This is common across a lot of Linux. I believe it first started with Fedora and now is pretty much everywhere except for a handful of distros. It is much better to do updates offline since there is a lower chance things will go wrong. You don't need to do it this way but when you use gnome software this is what it does. I was unaware that Ubuntu supported this but apparently they do.

Ideally ostree based distros will take over since they can transparently swap the root FS on reboot but they are still fairly rare. I like Fedora Silverblue since I can easily roll back a bad update.

[–] sxan@midwest.social 3 points 17 hours ago (5 children)

No. Updating in the background without user consent is unacceptable bullshit. It belongs in Android and Windows, where you can punish the competent because you have to accommodate the incompetent. But not in Linux.

This kind of shit and Snaps is why I won't install Ubuntu even on my parent's computers.

[–] possiblylinux127@lemmy.zip 7 points 17 hours ago (2 children)
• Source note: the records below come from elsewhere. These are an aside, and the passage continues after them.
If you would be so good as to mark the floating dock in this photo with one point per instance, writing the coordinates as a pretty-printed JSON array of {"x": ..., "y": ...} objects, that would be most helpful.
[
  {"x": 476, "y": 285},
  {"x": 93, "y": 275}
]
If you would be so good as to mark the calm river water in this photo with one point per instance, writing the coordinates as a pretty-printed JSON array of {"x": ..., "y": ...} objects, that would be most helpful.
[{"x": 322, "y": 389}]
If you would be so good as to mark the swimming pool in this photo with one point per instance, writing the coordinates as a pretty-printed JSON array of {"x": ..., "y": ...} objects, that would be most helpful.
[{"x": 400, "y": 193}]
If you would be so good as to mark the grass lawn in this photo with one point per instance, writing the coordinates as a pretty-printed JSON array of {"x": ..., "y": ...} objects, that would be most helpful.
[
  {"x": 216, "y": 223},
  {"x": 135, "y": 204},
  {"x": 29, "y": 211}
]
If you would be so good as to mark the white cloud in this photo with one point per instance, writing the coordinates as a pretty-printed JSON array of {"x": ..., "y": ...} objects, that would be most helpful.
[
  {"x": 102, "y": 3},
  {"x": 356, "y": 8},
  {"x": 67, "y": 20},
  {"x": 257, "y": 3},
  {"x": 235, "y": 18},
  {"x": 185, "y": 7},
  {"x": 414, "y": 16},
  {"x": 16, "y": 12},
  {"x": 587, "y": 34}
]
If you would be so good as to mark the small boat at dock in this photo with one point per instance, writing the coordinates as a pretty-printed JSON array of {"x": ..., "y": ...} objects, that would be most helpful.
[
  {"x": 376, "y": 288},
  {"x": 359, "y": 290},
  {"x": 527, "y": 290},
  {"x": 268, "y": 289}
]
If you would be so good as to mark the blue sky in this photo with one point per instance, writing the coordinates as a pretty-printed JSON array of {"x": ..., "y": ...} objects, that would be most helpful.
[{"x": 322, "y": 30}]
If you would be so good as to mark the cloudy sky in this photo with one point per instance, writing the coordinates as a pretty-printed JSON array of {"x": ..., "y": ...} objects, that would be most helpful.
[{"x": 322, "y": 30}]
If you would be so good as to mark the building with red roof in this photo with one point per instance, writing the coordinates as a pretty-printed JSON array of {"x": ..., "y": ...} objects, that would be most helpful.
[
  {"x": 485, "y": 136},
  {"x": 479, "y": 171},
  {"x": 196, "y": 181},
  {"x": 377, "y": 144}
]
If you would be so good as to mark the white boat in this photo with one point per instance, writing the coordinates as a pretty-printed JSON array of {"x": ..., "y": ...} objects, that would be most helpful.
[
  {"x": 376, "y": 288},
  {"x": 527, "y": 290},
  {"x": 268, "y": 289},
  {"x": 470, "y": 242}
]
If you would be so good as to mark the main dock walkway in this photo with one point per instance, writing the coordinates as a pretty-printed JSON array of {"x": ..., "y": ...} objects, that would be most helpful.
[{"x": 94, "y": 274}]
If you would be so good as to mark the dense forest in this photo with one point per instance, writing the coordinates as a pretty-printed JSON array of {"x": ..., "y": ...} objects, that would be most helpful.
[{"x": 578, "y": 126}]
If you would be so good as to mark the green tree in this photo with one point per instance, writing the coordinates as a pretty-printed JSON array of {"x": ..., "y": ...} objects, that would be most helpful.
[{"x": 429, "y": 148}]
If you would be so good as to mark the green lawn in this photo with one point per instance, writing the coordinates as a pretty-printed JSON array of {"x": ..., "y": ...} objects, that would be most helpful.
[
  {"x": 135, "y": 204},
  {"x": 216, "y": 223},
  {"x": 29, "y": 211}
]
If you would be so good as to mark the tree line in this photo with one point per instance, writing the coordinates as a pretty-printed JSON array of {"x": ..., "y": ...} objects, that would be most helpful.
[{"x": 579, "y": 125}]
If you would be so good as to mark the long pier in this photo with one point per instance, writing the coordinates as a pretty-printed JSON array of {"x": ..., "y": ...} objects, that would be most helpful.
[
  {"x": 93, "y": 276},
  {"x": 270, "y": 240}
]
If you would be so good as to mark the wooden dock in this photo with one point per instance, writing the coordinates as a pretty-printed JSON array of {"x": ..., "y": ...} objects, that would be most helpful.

Automatic updates are optional

I'm not sure why you think this is being forced. It is just a toggle that you control.

[–] sxan@midwest.social 1 points 17 hours ago (1 children)

Sounds like this user was surprised by it. Stuff like this shouldn't be "opt out" any more than marketing, behavior tracking, or information sharing.

[–] possiblylinux127@lemmy.zip 10 points 15 hours ago

Except every action to do this requires user prompting. They clicked update and then were prompted to reboot. None of this is forced what so ever.